Method 4: Pad with bytes of all the same value as the # of padding bytes.
Similar to above.
On decrypting, make sure that the pad value is in range.
Also, check that all the padded bytes have the same value.
(This is what is recommended in standards and perhaps the most common
method)
Method 5: For small messages:
-- it may be better to use random padding instead of 0's
or pad length. The last byte would contain the length
of the pad.
Advantage: same message will get encrypted differently,
reducing the risk of frequency analysis.
(But, other techniques, such as initialization vectors can
achieve the same thing).
Dealing with frequency analysis
--------------------------------
-- Find a way to make encryption dependent on position of the data.
-- Should work for arbitrary length data
Basic Mode is called ECB mode or Electronic Codebook Mode.
Plaintext: chopped into blocks (padding last block if necessary)
Encrypt/decrypt each block separately.
CBC mode: (Cipherblock chaining mode)
C0 = E(k, P0 XOR IV)
C1 = E(k, P1 XOR C0)
...
C(i+1) = E(k, P(i+1) XOR C(i))
Notice that something is required to initialize. Could use all zeros.
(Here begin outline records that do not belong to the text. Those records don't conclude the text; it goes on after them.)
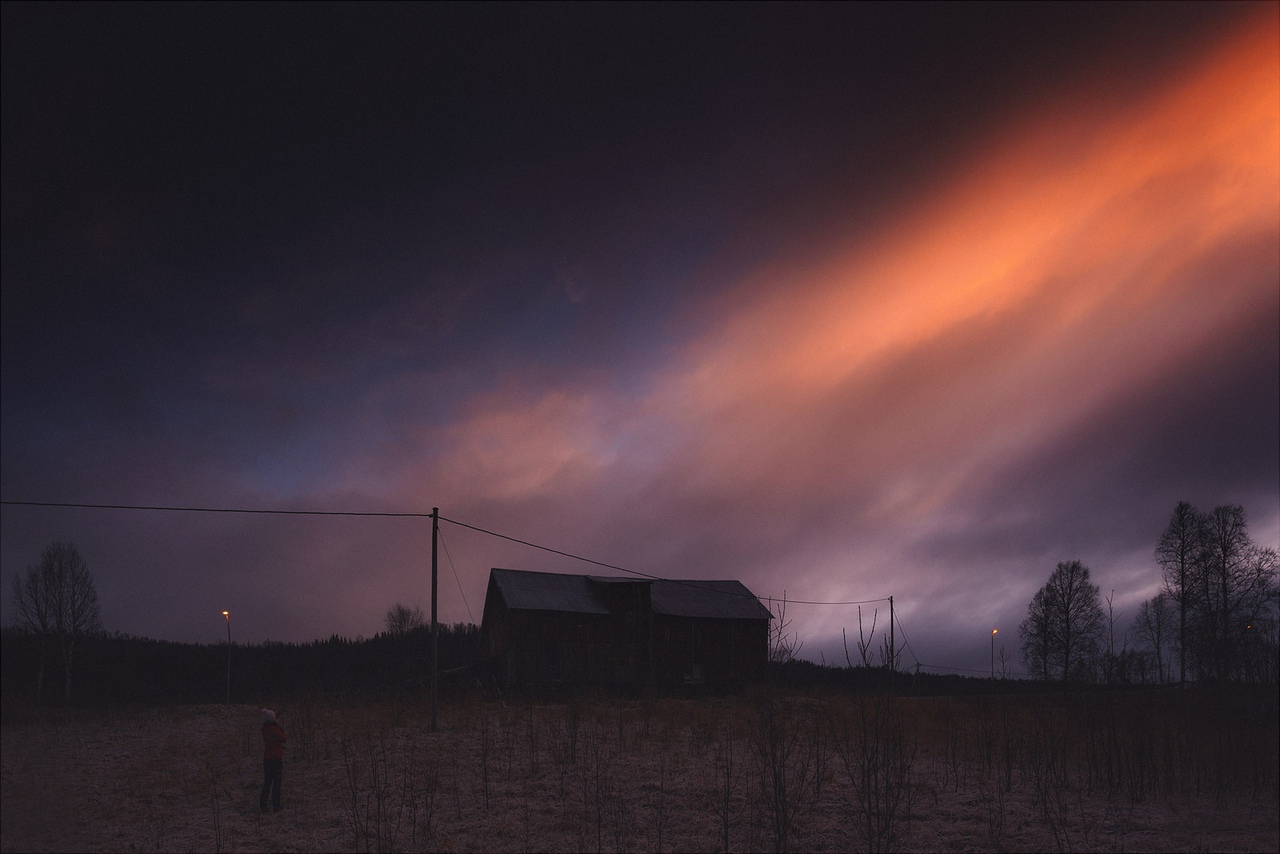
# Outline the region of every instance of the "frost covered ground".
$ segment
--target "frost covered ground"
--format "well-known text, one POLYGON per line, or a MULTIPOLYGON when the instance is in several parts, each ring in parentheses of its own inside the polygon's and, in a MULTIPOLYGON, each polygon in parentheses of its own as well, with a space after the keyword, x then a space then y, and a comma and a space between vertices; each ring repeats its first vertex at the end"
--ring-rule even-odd
POLYGON ((1239 732, 1206 744, 1156 737, 1144 717, 1082 730, 1060 714, 955 699, 475 698, 442 703, 429 732, 421 700, 315 702, 282 717, 284 808, 262 816, 257 707, 52 712, 3 726, 0 848, 1280 850, 1274 741, 1228 778, 1239 732))

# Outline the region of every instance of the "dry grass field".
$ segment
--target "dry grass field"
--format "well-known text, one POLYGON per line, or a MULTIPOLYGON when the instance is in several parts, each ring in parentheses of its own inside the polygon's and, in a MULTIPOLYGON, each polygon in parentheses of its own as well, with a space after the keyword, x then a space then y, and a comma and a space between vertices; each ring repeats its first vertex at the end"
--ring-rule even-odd
POLYGON ((1274 694, 5 716, 4 851, 1275 851, 1274 694), (14 720, 14 718, 24 720, 14 720))

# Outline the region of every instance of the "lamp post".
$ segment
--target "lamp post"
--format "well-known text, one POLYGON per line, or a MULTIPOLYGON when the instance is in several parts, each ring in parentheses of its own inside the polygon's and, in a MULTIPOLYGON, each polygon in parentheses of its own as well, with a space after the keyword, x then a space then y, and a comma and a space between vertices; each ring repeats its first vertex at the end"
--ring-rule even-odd
POLYGON ((223 620, 227 621, 227 704, 232 703, 232 612, 223 611, 223 620))

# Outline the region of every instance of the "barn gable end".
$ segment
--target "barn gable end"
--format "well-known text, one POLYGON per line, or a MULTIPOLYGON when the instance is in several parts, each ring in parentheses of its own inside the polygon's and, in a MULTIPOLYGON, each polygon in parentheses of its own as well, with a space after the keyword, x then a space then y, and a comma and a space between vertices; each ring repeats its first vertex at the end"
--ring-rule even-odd
POLYGON ((494 568, 481 634, 503 685, 732 685, 758 679, 769 609, 740 581, 494 568))

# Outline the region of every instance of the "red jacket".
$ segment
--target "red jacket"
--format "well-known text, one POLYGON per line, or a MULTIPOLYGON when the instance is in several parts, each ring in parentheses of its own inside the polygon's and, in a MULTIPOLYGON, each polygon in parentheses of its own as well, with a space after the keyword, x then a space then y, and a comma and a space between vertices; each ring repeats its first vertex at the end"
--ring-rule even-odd
POLYGON ((262 725, 262 758, 264 759, 283 759, 284 758, 284 743, 289 740, 289 736, 284 735, 284 730, 275 721, 268 721, 262 725))

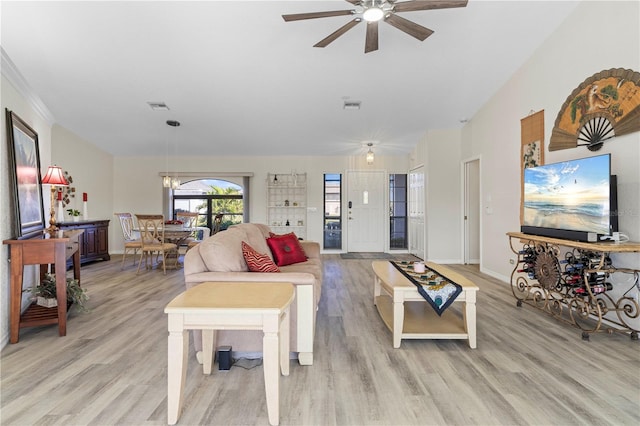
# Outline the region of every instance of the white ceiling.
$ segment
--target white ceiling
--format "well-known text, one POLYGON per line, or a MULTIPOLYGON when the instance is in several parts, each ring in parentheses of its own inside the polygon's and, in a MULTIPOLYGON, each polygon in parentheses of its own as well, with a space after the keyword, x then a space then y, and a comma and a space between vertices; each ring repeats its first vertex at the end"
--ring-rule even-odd
POLYGON ((312 47, 349 16, 281 17, 352 9, 344 0, 3 0, 1 44, 58 124, 115 156, 164 155, 168 140, 179 155, 354 155, 367 141, 397 155, 462 126, 576 4, 407 12, 435 33, 420 42, 380 23, 365 55, 365 24, 312 47), (167 119, 182 123, 173 136, 167 119))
But then, if P0 is the same for different messages, C0 will be the
same.
IV is often public, but should use a different value for different
messages.
Decryption:
P0 = D(k, C0) XOR IV
P1 = D(k, C1) XOR C0
...
Decryption of any Pi can be done without decrypting all the previous
blocks.
For maximum security in CBC mode, it is a good idea to protect
the IV as well. Why? (Think of an attack).